Department of Oncological Sciences, Icahn School of Medicine at Mount Sinai, New York, NY 10029-6574, USA.
Mol Cell. 2025 May 1;85(9):1743-1759.e5. doi: 10.1016/j.molcel.2025.03.021. Epub 2025 Apr 17.

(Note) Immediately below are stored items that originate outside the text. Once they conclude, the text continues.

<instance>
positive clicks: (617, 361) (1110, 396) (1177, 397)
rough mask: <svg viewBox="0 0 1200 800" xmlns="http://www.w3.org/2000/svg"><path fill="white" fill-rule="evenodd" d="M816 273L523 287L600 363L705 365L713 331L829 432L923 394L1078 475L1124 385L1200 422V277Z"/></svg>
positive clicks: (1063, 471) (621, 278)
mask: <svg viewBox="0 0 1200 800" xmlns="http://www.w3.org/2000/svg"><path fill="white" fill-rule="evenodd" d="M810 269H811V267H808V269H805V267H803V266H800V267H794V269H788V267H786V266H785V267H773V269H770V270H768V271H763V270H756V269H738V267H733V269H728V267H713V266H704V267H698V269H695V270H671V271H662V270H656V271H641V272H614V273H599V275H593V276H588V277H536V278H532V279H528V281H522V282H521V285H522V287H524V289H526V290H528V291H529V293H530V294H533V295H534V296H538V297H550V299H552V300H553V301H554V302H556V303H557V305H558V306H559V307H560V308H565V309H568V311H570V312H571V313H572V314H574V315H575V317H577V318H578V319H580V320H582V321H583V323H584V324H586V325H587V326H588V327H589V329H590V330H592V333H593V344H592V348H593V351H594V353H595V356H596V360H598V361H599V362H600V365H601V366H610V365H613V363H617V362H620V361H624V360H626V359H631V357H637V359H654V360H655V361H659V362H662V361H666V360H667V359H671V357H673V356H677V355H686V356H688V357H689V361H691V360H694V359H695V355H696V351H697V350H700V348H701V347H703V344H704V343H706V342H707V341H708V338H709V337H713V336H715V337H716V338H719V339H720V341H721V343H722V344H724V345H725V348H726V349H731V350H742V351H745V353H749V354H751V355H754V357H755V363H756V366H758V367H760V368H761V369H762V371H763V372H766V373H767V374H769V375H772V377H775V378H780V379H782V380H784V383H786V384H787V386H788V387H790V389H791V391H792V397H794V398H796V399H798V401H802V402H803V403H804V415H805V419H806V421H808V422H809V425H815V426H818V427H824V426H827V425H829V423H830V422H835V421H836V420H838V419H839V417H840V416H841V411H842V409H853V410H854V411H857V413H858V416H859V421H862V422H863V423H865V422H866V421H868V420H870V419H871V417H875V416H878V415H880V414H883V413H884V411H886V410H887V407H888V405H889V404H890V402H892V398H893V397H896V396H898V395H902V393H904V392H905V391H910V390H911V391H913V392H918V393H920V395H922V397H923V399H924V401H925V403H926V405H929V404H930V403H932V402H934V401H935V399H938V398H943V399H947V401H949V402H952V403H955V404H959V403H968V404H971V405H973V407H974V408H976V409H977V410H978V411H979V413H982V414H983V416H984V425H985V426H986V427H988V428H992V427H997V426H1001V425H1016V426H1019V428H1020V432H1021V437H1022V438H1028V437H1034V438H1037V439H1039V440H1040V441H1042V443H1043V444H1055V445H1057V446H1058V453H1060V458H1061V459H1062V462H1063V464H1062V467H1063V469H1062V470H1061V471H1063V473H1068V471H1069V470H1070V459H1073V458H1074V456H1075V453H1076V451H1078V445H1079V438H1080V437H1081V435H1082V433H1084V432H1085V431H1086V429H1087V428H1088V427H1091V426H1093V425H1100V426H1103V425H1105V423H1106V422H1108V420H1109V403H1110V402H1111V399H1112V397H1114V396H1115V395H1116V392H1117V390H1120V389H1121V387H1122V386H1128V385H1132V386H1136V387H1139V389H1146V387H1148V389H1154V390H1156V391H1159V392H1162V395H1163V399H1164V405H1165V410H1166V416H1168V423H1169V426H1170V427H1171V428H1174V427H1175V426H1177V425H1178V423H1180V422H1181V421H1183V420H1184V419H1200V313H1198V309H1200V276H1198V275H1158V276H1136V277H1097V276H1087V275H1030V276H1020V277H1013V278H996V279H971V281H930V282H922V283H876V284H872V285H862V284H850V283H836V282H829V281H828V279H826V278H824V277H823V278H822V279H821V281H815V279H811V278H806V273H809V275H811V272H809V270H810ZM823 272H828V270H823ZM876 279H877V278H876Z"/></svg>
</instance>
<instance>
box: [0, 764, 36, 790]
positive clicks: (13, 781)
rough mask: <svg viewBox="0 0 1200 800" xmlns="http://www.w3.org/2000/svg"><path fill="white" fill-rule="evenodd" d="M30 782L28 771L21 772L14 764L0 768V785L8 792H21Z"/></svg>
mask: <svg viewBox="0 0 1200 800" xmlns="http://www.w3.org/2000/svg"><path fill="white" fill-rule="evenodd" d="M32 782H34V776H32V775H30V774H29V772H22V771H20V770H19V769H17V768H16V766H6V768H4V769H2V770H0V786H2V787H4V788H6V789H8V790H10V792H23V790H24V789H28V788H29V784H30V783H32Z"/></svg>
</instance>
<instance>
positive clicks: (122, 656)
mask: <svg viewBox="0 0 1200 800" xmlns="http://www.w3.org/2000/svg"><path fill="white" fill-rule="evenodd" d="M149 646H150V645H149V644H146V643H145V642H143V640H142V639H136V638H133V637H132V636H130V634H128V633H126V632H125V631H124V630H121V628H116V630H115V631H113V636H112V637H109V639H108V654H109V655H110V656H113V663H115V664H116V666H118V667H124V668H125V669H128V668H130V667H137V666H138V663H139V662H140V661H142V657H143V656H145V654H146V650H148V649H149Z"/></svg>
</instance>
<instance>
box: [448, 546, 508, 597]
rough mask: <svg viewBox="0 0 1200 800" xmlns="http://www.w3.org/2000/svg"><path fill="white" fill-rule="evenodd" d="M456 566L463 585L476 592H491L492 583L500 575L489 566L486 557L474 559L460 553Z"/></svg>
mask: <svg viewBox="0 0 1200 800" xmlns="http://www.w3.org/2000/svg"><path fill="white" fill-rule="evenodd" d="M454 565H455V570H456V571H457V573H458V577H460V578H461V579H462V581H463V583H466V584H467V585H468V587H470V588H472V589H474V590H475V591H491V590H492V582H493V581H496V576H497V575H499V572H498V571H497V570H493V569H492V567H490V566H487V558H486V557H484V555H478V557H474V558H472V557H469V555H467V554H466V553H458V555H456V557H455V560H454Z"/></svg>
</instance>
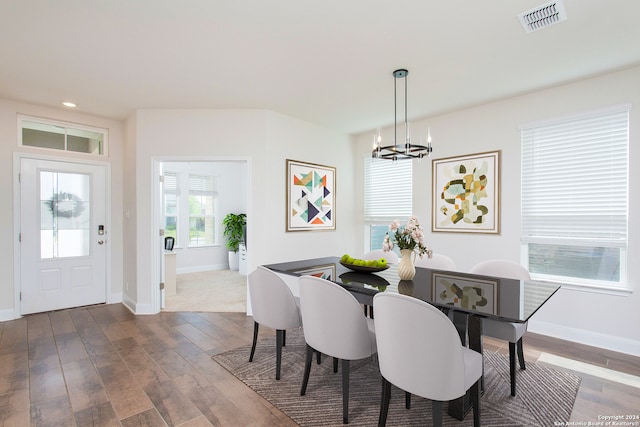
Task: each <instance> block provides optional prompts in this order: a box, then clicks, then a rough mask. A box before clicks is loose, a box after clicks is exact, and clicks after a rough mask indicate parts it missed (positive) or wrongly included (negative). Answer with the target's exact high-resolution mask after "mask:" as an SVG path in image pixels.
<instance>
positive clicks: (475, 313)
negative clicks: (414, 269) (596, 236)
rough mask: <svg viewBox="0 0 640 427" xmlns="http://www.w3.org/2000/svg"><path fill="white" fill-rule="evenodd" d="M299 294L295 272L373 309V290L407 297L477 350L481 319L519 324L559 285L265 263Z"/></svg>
mask: <svg viewBox="0 0 640 427" xmlns="http://www.w3.org/2000/svg"><path fill="white" fill-rule="evenodd" d="M264 267H266V268H268V269H270V270H272V271H273V272H275V273H277V274H278V275H279V276H280V277H282V278H283V279H284V281H285V282H286V283H287V284H288V285H289V287H290V289H291V291H292V293H293V294H294V296H298V295H299V292H298V290H299V287H298V281H297V277H299V276H302V275H313V276H316V277H321V278H323V279H326V280H330V281H332V282H334V283H337V284H339V285H341V286H342V287H344V288H345V289H347V290H348V291H349V292H351V294H352V295H353V296H354V297H355V298H356V299H357V300H358V302H359V303H361V304H363V305H364V306H365V307H366V308H368V309H369V315H370V316H374V313H373V297H374V296H375V295H376V294H377V293H379V292H393V293H399V294H404V295H408V296H412V297H414V298H418V299H420V300H423V301H426V302H428V303H429V304H432V305H434V306H435V307H438V308H439V309H441V310H442V311H443V312H445V313H446V314H447V315H448V316H449V317H450V319H451V320H452V322H453V323H454V325H455V326H456V329H457V330H458V333H459V334H460V339H461V341H462V343H463V344H464V345H466V346H468V347H469V348H470V349H472V350H475V351H478V352H479V353H481V354H482V352H483V348H482V319H484V318H491V319H496V320H500V321H504V322H510V323H524V322H527V321H528V320H529V319H531V317H532V316H533V315H534V314H535V313H536V312H537V311H538V310H539V309H540V308H541V307H542V306H543V305H544V304H545V303H546V302H547V301H548V300H549V299H550V298H551V297H552V296H553V295H554V294H555V293H556V292H557V291H558V290H559V289H560V285H558V284H556V283H549V282H539V281H533V280H515V279H509V278H504V277H496V276H486V275H477V274H471V273H466V272H460V271H448V270H440V269H430V268H424V267H416V274H415V276H414V278H413V279H412V280H400V278H399V277H398V271H397V267H398V266H397V264H388V265H387V266H385V267H384V268H383V267H374V266H358V265H350V264H346V263H343V262H341V258H340V257H322V258H310V259H302V260H297V261H286V262H281V263H276V264H267V265H264ZM470 409H471V398H470V394H469V393H467V395H465V396H462V397H461V398H459V399H456V400H454V401H451V402H450V403H449V414H450V415H451V416H453V417H455V418H457V419H459V420H462V419H464V417H465V415H466V414H467V412H468V411H469V410H470Z"/></svg>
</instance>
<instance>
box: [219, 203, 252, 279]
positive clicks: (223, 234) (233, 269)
mask: <svg viewBox="0 0 640 427" xmlns="http://www.w3.org/2000/svg"><path fill="white" fill-rule="evenodd" d="M222 224H223V225H224V233H223V235H224V237H226V238H227V243H226V244H227V249H229V270H237V269H238V265H239V262H238V249H239V247H240V243H242V241H243V239H244V227H245V225H246V224H247V215H246V214H234V213H229V214H227V216H225V217H224V219H223V220H222Z"/></svg>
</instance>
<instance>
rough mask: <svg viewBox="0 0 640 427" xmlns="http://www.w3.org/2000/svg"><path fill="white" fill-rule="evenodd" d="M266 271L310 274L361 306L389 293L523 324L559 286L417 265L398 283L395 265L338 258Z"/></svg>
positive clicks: (294, 263)
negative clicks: (342, 293)
mask: <svg viewBox="0 0 640 427" xmlns="http://www.w3.org/2000/svg"><path fill="white" fill-rule="evenodd" d="M265 267H267V268H269V269H270V270H272V271H274V272H276V273H282V274H288V275H293V276H301V275H313V276H317V277H322V278H324V279H327V280H330V281H333V282H335V283H338V284H339V285H341V286H343V287H344V288H346V289H347V290H349V291H350V292H352V294H353V295H354V296H356V299H358V301H359V302H361V303H364V304H367V303H368V304H371V302H372V299H373V296H374V295H375V294H377V293H378V292H394V293H400V294H405V295H409V296H413V297H415V298H419V299H421V300H423V301H426V302H428V303H430V304H433V305H435V306H437V307H444V308H449V309H453V310H457V311H462V312H467V313H470V314H477V315H480V316H483V317H488V318H496V319H500V320H503V321H508V322H526V321H527V320H529V318H530V317H531V316H532V315H533V314H534V313H535V312H536V311H537V310H538V309H539V308H540V307H541V306H542V305H543V304H544V303H545V302H546V301H547V300H548V299H549V298H551V296H552V295H553V294H554V293H556V292H557V291H558V289H560V285H558V284H555V283H547V282H537V281H527V280H514V279H507V278H502V277H494V276H484V275H476V274H470V273H462V272H456V271H446V270H436V269H429V268H421V267H416V275H415V277H414V278H413V280H400V278H399V277H398V273H397V265H393V264H391V265H389V268H387V269H386V270H383V271H378V272H366V273H365V272H359V271H354V270H352V269H350V268H347V267H345V266H343V265H342V264H341V263H340V258H339V257H325V258H313V259H305V260H299V261H290V262H283V263H278V264H269V265H265Z"/></svg>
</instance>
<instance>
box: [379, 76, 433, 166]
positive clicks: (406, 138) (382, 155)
mask: <svg viewBox="0 0 640 427" xmlns="http://www.w3.org/2000/svg"><path fill="white" fill-rule="evenodd" d="M407 74H409V71H407V70H405V69H403V68H401V69H399V70H395V71H394V72H393V77H394V86H393V100H394V123H393V145H384V146H383V145H382V144H381V142H382V138H381V136H380V129H378V130H377V131H376V134H375V135H374V137H373V151H372V152H371V157H373V158H374V159H390V160H401V159H410V160H411V159H421V158H423V157H424V156H429V157H430V156H431V151H433V149H432V147H431V131H430V130H428V131H427V141H426V145H420V144H412V143H411V136H410V134H409V122H407ZM398 79H404V143H401V144H398Z"/></svg>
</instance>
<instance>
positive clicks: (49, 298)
mask: <svg viewBox="0 0 640 427" xmlns="http://www.w3.org/2000/svg"><path fill="white" fill-rule="evenodd" d="M105 175H106V172H105V166H102V165H95V164H84V163H72V162H58V161H50V160H41V159H31V158H22V159H21V161H20V239H21V243H20V269H21V272H20V274H21V275H20V277H21V284H20V285H21V286H20V292H21V300H22V302H21V314H29V313H38V312H43V311H50V310H58V309H62V308H69V307H78V306H83V305H90V304H98V303H104V302H106V285H107V284H106V254H107V250H106V246H107V239H106V237H107V233H106V232H107V230H106V229H105V219H106V212H105V209H106V184H105Z"/></svg>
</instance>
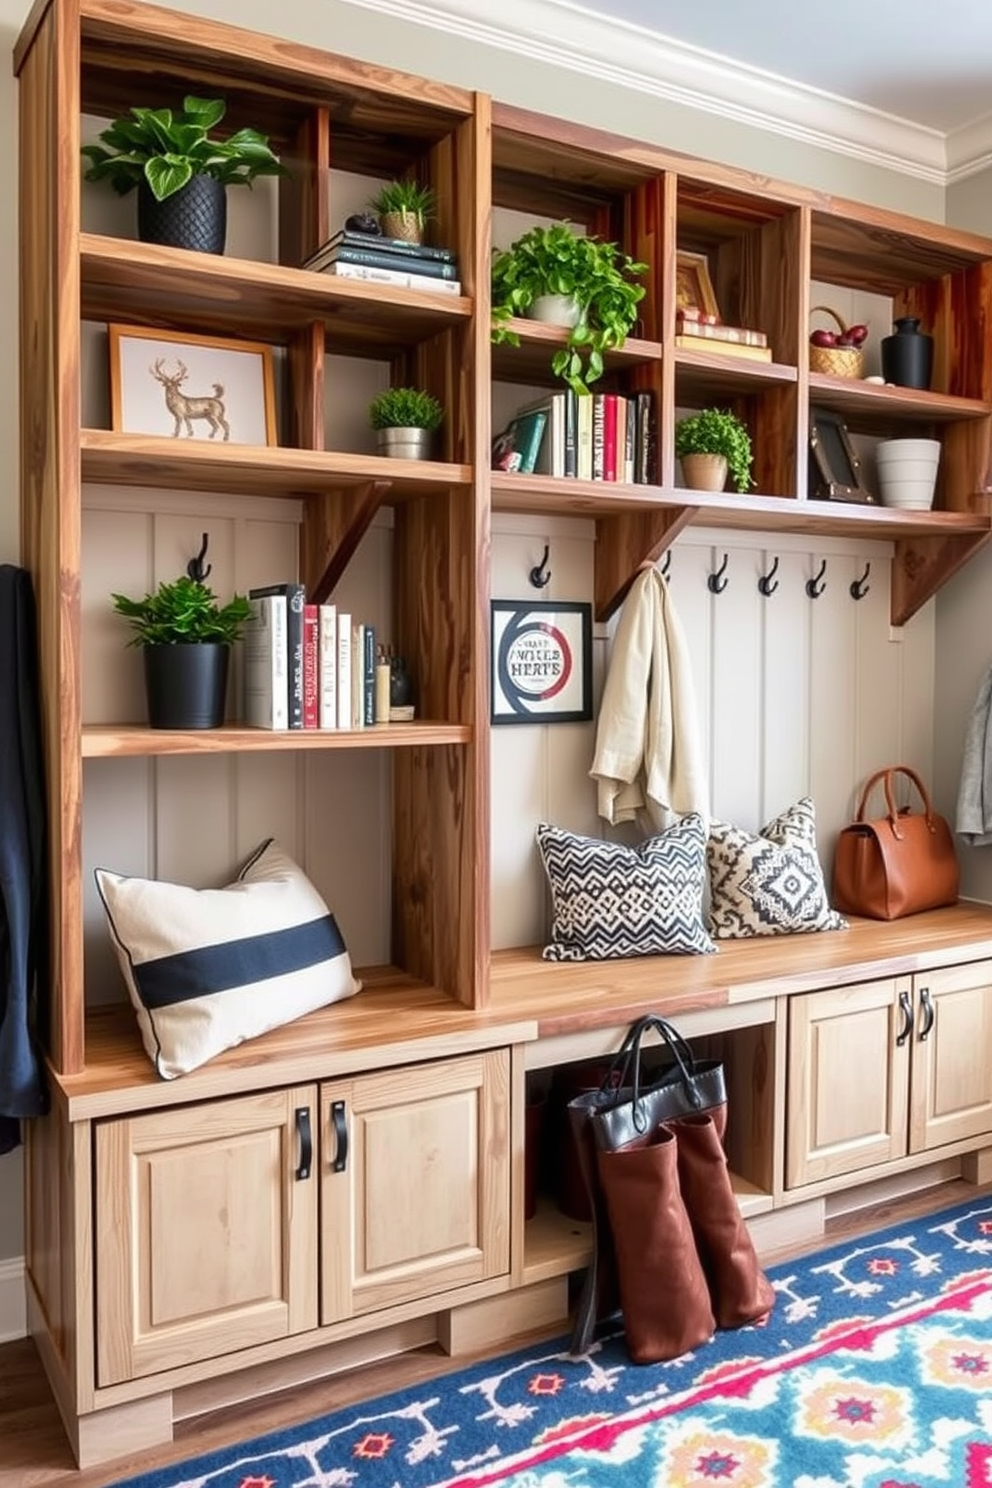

The RNA polymerase II (RNAPII) transcription cycle is regulated throughout its duration by protein phosphorylation. Previously, two regions phosphorylated by cyclin-dependent kinase 9 (CDK9) in elongation factor SPT5-the linker between Kyrpides-Ouzounis-Woese (KOW) x-4 and 5 domains and carboxy-terminal repeat (CTR) 1-were implicated in promoter-proximal pausing and termination, respectively. Here, we show that phosphorylations in the linker, CTR1, and a third region, CTR2, coordinately control pause release, elongation speed, and termination in HCT116 human colon cancer cells. Pausing was unaffected or increased by mutations preventing CTR1 or CTR2 phosphorylation, respectively, but attenuated when both CTRs were mutated. Whereas loss of CTR1 phosphorylation slowed elongation and repressed nascent transcription, simultaneous CTR2 mutation partially reversed both effects. Nevertheless, mutating both CTRs had additive effects on splicing, termination, steady-state mRNA levels, and cell proliferation. Therefore, tripartite SPT5 phosphorylation times pause release and tunes RNAPII elongation rate to ensure productive transcription and cell viability.
RNA聚合酶II(RNAPII)转录周期在其整个过程中都受到蛋白质磷酸化的调控。此前,在延伸因子SPT5中,细胞周期蛋白依赖性激酶9(CDK9)磷酸化的两个区域——基尔皮德斯-乌祖尼斯-沃斯(KOW)结构域x-4和5之间的连接区以及羧基末端重复序列(CTR)1,分别与启动子近端暂停和终止有关。在此,我们表明,连接区、CTR1以及第三个区域CTR2中的磷酸化协同控制HCT116人结肠癌细胞中的暂停释放、延伸速度和终止。分别阻止CTR1或CTR2磷酸化的突变对暂停没有影响或使其增加,但当两个CTR都发生突变时,暂停减弱。虽然CTR1磷酸化的缺失会减缓延伸并抑制新生转录,但同时CTR2突变会部分逆转这两种效应。然而,两个CTR都发生突变对剪接、终止、稳态mRNA水平和细胞增殖具有累加效应。因此,SPT5的三方磷酸化控制着暂停释放的时间,并调节RNAPII的延伸速率,以确保有效的转录和细胞活力。